HA: Yeah. I think that a lot of the old blues stuff had some of that. I remember there being a human element about it and a likable aspect. I remember hearing Elmore James song The Sky Is Crying when I was probably like 14 or something and going through my first breakup and being able to relate to every lyric and could feel that someone else is going through what you're going through and that you're not the only person. And with songwriting, and the songwriters that I like, there's kind of an aspect of romance about them.
Tell me about your guitars. Are you more of an acoustic guitar player, or electric guitar player?
HA: I definitely now think I'm more of an electric guitar player. I'm still finishing up my first full-length album, which I think is a good progression beyond the EP's and showcases more of the guitar and the rock n' roll blues sound. It's always been important to me to be able to play both.
What is your favorite album of all time?
HA: Exile on Main Street is really up there on my list.
You've been in the studio working on your first full-length release. What can we expect on this album?

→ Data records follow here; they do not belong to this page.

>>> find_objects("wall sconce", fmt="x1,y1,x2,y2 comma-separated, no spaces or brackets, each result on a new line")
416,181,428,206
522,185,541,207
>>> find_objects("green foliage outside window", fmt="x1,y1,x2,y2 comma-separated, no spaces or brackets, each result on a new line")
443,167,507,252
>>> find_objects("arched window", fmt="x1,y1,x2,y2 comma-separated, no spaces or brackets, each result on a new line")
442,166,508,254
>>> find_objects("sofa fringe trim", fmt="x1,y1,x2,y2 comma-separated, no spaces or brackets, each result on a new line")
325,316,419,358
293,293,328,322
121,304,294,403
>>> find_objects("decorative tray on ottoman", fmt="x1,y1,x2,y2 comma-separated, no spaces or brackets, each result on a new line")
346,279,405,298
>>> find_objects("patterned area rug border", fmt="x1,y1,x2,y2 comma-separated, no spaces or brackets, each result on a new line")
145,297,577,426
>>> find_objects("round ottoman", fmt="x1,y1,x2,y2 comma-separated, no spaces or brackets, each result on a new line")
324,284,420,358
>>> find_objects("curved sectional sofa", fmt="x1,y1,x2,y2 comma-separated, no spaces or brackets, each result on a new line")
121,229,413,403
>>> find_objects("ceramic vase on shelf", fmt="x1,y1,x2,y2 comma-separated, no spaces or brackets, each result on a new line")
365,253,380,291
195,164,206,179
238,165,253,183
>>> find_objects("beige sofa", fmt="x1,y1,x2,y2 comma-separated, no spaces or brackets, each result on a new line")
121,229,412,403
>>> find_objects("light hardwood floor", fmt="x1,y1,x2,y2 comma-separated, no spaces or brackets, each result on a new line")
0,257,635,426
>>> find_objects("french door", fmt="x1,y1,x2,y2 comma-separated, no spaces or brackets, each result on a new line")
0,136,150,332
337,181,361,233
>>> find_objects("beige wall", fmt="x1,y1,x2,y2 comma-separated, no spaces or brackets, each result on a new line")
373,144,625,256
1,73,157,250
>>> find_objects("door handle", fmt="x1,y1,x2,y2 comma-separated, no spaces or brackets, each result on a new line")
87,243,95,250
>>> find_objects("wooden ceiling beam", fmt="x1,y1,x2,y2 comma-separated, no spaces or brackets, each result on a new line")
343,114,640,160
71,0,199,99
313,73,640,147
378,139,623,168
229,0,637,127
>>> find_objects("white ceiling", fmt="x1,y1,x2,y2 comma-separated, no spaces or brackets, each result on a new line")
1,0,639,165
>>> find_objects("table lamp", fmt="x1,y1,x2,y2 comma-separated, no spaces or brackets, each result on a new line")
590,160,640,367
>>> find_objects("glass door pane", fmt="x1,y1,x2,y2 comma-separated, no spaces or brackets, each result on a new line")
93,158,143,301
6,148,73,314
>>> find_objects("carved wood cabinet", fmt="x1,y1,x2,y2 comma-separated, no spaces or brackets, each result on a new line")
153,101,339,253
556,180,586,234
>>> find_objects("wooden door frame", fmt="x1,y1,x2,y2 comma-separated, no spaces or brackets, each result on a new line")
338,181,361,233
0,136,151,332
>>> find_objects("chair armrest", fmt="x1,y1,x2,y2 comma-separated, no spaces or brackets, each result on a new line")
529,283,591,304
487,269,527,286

HA: I got really lucky being in L.A. and met some really good people to work with, like the producer Jim Scott, who has worked with everyone from Tom Petty to Tedeschi Trucks -- these are all people I really admire. He understood what I wanted to do this time and it was really about trying to capture the live sound as much as possible. We recorded pretty much all of it live and with very little overdubs. It turned out to be a mixture of rock n' roll, blues, and soul. I feel that with certain songs on my EP like the song Burn, I got the electric blues sound that I was comfortable with. And now I'm really comfortable with my guitar playing, and kind of feel like I have my own voice as a guitar player. I think that's the kind of things that will come across.